Fiilimsiler (Eylemsiler)

Fiil kök veya gövdelerinden türeyen cümlede isim, sıfat, zarf görevi üstlenen özne, nesne, tümleç alarak yan cümlecik kuran eylem anlamlı sözcüklere fiilimsi denir. 
 
Fiilimsilerin Özellikleri
  • Fiilimsiler, eylem anlamlı olmakla birlikte fiil sayılmaz.
  • Ek almadan yüklem olamaz.
  • Cümledeki görevleri ad, sıfat veya zarftır. 
  • Fiillerden ayrı olmakla birlikte fiillerde olduğu gibi olumsuzluk ve çatı ekleri alabilir.
  • Fiilimsiler, fiilden isim yapım eki aldıkları için türemiş sözcük sayılır. 
  • Olumsuz eklerini alır. 

Bir sözcüğün fiilimsi (eylemsi) olabilmesi için bu üç özelliği bir arada taşıması gerekir:

1. Kelimenin kökeninin fiil olması
 
2. Belirli bazı ekleri almaları
 
3. Bir nesneye, varlığa isim olmamaları gerekir.
 
Örnek
 
İki saat boyunca ders çalıştı.
 
Cümledeki altı çizili sözcük bir sözcüğün fiilimsi sayılabilmesi için gerekli olan özelliklerden 2. ve 3. özellikleri taşımakta fakat kelimenin kökeni fiil olmadığından (1. özellik) sözcük fiilimsi değildir.
 
Silik kişiliğiyle etkili olmaya çalışıyordu.
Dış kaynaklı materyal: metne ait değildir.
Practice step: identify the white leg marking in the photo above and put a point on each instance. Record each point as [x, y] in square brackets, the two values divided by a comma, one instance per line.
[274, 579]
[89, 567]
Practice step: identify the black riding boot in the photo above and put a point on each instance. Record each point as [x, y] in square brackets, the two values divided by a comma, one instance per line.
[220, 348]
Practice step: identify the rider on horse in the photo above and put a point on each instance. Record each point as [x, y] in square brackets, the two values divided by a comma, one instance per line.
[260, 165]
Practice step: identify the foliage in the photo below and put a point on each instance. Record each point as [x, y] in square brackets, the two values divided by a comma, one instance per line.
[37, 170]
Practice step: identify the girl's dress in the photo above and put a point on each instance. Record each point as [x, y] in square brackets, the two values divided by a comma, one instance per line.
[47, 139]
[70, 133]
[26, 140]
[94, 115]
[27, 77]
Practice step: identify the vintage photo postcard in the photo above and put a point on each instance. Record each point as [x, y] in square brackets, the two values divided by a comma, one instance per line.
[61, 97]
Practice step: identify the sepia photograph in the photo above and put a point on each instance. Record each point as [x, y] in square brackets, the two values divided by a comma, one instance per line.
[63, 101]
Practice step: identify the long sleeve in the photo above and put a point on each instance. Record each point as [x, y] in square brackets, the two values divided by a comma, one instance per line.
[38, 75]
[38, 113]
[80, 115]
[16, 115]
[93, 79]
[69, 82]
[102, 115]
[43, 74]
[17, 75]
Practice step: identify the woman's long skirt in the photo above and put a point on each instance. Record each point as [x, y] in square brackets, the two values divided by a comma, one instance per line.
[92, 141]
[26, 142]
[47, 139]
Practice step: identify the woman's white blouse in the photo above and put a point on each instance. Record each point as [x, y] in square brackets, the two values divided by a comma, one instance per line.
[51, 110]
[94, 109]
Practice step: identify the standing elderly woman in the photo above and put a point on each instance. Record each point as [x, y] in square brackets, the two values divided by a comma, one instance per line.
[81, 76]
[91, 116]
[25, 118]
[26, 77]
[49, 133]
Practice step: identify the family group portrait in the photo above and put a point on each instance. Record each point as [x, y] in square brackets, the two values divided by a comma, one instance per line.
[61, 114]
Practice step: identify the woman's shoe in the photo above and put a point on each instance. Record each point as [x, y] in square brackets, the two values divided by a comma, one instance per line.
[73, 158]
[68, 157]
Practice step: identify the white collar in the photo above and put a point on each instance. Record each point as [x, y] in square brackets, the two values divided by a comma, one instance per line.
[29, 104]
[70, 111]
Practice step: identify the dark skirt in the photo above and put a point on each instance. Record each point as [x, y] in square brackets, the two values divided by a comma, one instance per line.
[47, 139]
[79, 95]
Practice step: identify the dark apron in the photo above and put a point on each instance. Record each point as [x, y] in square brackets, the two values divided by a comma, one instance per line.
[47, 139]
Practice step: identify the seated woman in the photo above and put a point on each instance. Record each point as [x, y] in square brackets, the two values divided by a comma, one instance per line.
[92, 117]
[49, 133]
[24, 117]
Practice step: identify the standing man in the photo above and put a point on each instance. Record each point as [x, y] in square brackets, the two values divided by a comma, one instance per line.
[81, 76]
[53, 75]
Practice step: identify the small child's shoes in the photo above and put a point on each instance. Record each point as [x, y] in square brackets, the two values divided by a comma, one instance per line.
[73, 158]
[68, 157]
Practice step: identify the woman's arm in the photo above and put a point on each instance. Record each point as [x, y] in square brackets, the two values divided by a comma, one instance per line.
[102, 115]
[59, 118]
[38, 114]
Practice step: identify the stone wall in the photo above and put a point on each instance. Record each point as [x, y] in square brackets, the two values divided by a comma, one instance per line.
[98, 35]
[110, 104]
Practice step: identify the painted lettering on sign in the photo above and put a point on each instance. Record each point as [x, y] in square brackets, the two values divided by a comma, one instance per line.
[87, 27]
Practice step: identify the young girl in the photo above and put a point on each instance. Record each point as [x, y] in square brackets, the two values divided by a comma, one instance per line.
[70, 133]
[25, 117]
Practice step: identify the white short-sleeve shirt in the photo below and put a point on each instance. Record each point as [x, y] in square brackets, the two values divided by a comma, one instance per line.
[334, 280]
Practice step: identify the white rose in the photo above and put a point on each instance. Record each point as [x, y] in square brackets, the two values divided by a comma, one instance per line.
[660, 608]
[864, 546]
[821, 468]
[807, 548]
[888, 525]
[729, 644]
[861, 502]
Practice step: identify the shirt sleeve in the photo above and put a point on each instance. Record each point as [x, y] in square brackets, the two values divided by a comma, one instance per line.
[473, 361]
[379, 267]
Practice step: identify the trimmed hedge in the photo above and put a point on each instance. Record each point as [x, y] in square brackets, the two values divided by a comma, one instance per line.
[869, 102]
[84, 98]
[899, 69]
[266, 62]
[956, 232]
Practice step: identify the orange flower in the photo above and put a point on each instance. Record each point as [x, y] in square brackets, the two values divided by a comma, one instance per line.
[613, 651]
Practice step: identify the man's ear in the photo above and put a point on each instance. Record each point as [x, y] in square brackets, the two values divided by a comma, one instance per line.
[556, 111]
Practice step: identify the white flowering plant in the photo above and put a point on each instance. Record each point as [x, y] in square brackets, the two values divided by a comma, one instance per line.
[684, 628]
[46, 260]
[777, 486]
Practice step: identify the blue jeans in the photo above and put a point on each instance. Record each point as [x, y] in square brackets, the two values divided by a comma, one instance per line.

Cümledeki altı çizili sözcük bir sözcüğün fiilimsi sayılabilmesi için gerekli olan 1. ve 3. özellikleri taşımakta fakat fiilimsilerde olmayan bir ek aldığından (2. özellik) sözcük, fiilimsi değildir.
 
Dondurma her mevsimde yenilmez. 

Cümlede geçen altı çizili sözcük bir sözcüğün fiilimsi olabilmesi için gerekli olan özelliklerden 1. ve 2. özellikleri taşımakta fakat bir nesneye ad olduğundan (3. özellik) sözcük, fiilimsi değildir.
 
Fiilimsiler (eylemsiler) üç grupta incelenir:
 
A. İsim-Fiil (Ad-Eylem)
 
Fiillere "-mak, -mek, -ma, -me, -ış, -iş, -uş, -üş " eklerinin getirilmesiyle yapılır. Cümlede yan cümlecik kurar. 

Ekleri kısaca, "mayışmak" şeklinde formüle edebiliriz. 

Örnek

Kitap okumayı sevmeyen hayatı sevmeyendir.

Saz çalmayı ev arkadaşımdan öğrenmiştim.


Size geç saatlerde gelmeyi düşünüyorum.

Şiir okuyuşu genellikle ilginç olur.

Yemek sofrasının da bir oturuş şekli vardır.

Gülüşü bizi oldukça etkiledi.

Matematik sorularını çözmek bana bulmaca çözmek gibi gelir.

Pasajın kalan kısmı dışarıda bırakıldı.